Both songs have also gotten the "Glee"  treatment. The Fox TV troupe was extremely early in bringing "Young" to a wider audience, premiering its cover on the series' Dec. 6 episode, more than three months before the song debuted on Pop Songs. Columbia Records publicity coordinator Winnie Lam notes that the song was the first broken by "Glee," which relies on proven hits almost exclusively (Billboard, March 10). The cast then covered "Somebody" on the show's April 10 episode.
Pilat says that top 40's acceptance of songs that offer a refuge from dance beats is only part of the reason that fun. and Gotye have migrated to pop airwaves. She notes that alternative music is amid a rebirth of melody and lusher arrangements. "The foundation for alternative's current sound was laid over the last five years by bands like Coldplay  and the Killers," she says. Indeed, the hard and heavy sounds of acts like Linkin Park , Shinedown and Staind that defined early 2000s alternative radio have receded. This week's Alternative Songs top 10, in addition to fun. and Gotye, sports hook-heavy lighter fare from Grouplove, M83., Of Monsters and Men and Neon Trees.

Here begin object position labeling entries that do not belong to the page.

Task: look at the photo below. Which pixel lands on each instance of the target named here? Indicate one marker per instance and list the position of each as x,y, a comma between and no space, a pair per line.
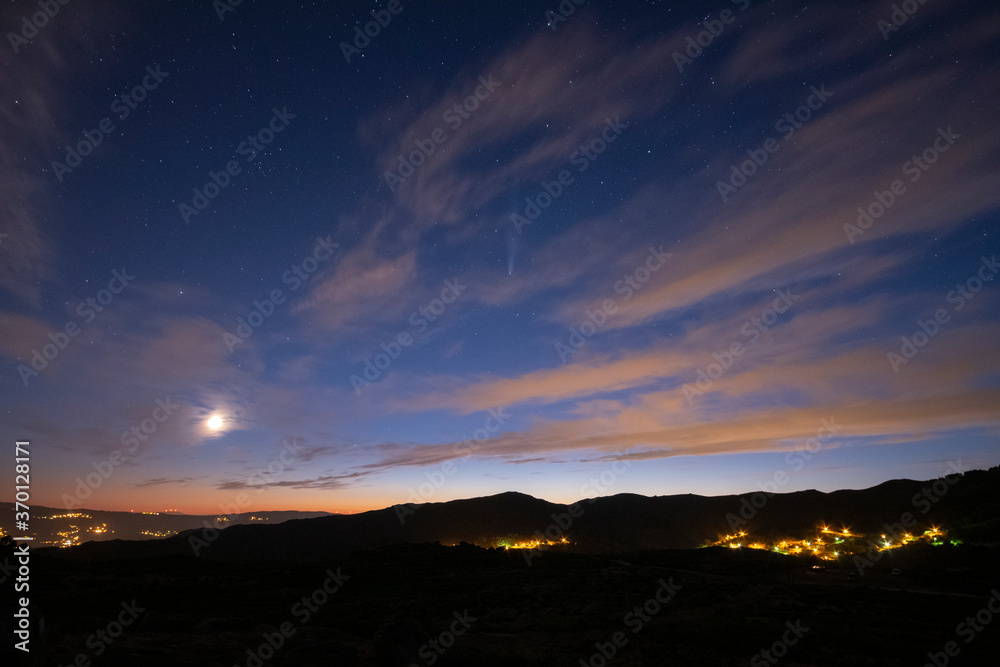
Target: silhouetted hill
966,506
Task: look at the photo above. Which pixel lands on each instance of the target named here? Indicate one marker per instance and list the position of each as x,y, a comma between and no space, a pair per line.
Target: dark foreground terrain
430,604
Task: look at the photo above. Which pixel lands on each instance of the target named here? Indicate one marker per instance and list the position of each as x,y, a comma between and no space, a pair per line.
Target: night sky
493,248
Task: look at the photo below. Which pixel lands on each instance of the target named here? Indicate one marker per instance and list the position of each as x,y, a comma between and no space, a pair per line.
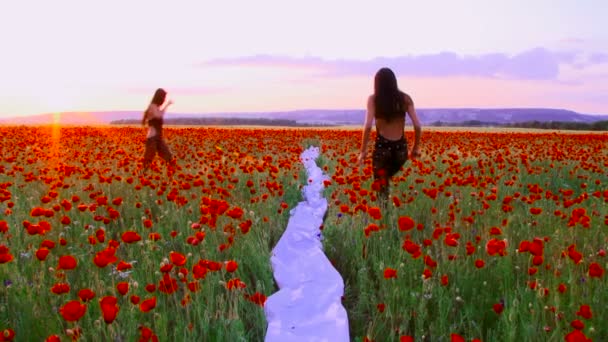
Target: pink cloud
533,64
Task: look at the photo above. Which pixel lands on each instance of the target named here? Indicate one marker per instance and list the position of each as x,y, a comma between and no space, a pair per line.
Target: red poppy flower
60,288
109,309
584,311
73,311
375,213
595,270
147,335
134,299
123,266
67,262
42,253
167,285
456,338
86,295
577,336
406,223
3,227
235,283
177,259
256,298
577,324
148,304
231,266
7,335
130,237
390,273
105,257
53,338
122,287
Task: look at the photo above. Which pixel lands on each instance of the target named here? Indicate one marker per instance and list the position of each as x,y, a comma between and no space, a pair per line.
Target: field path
308,305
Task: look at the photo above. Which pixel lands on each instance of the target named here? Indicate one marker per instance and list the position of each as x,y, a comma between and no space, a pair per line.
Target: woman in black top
153,117
387,106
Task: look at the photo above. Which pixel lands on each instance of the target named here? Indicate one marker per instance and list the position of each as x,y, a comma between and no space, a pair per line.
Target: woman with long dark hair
153,118
388,106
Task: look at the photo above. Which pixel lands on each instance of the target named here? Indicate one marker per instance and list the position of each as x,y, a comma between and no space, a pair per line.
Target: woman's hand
361,158
415,153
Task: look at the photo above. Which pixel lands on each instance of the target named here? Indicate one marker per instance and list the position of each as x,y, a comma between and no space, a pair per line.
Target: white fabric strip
308,305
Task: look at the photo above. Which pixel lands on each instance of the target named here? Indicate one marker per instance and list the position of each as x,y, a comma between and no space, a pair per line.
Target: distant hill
427,116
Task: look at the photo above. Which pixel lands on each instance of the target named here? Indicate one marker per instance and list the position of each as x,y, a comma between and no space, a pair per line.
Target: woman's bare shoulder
407,99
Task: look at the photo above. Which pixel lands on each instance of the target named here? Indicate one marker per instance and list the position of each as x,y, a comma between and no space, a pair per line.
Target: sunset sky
268,55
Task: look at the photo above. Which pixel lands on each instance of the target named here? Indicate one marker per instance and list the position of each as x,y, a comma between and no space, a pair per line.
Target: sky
275,55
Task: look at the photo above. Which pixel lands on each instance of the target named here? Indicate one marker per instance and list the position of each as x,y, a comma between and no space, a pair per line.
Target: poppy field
489,236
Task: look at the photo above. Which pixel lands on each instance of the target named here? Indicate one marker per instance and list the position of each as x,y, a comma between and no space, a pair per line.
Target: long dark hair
388,99
158,99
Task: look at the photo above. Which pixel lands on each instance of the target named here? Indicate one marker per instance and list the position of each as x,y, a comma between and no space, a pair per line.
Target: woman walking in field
153,117
387,106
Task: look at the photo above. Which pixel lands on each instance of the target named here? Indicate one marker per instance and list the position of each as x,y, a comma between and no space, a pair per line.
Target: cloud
534,64
598,58
185,91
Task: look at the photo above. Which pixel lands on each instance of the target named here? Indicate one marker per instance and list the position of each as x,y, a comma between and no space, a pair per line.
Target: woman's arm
367,128
158,112
417,129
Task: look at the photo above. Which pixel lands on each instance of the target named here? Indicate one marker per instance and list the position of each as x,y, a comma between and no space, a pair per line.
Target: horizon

Fruge concurs. "('Young' and 'Somebody') are pop songs," she says. "These are mass-appeal records that aren't gender-specific. Right now, that's working."
Clearly, even pop PDs without their other foot in alternative realize the value of accepting two top-of-mind rock tracks. "Top 40 has a long history of playing the best of the best from whatever genre," says Rich Davis, PD of top 40 KDWB Minneapolis. "I knew from the first time I heard ('Somebody') last year that it's a special song. The message and the feeling it portrays is universal. Who hasn't had a bad breakup at some point in their life?
"Both ('Somebody' and 'Young') are also less crunchy and more accessible in their production, so that helps them fit into the pop landscape."
Looking forward, Davis muses that while fun. and Gotye have served up "special records, for sure," spicing up pop radio's menu now, they may also be helping pave the way for future alternative-to-pop crossover hits.
"Top 40 programmers who may not have played these types of songs before will see their success and be more open to them," he predicts. "And, as record companies see the appeal of these two songs, they may be more likely to look for acts that could follow suit and/or be more likely to promote a song to pop radio that they might not have considered otherwise."
Bill Carroll, Capitol Records VP/alternative promotion, recently experienced top 40's willingness to merge pop with rock when Coldplay's "Princess of China," featuring Rihanna, reached No. 24 on Pop Songs. (Given their hit-packed histories, could there have been two better ambassadors of each genre to meet in the sounds' middle ground?)
Echoing Fruge, "The alternative music that is currently breaking and crossing is simply great music," Carroll says. "Alternative is experiencing a renaissance and its acceptance at pop radio is simply a reflection of that reality.
"Assuming the market conditions are favorable, we are anxious to keep crossing records over from alternative to pop."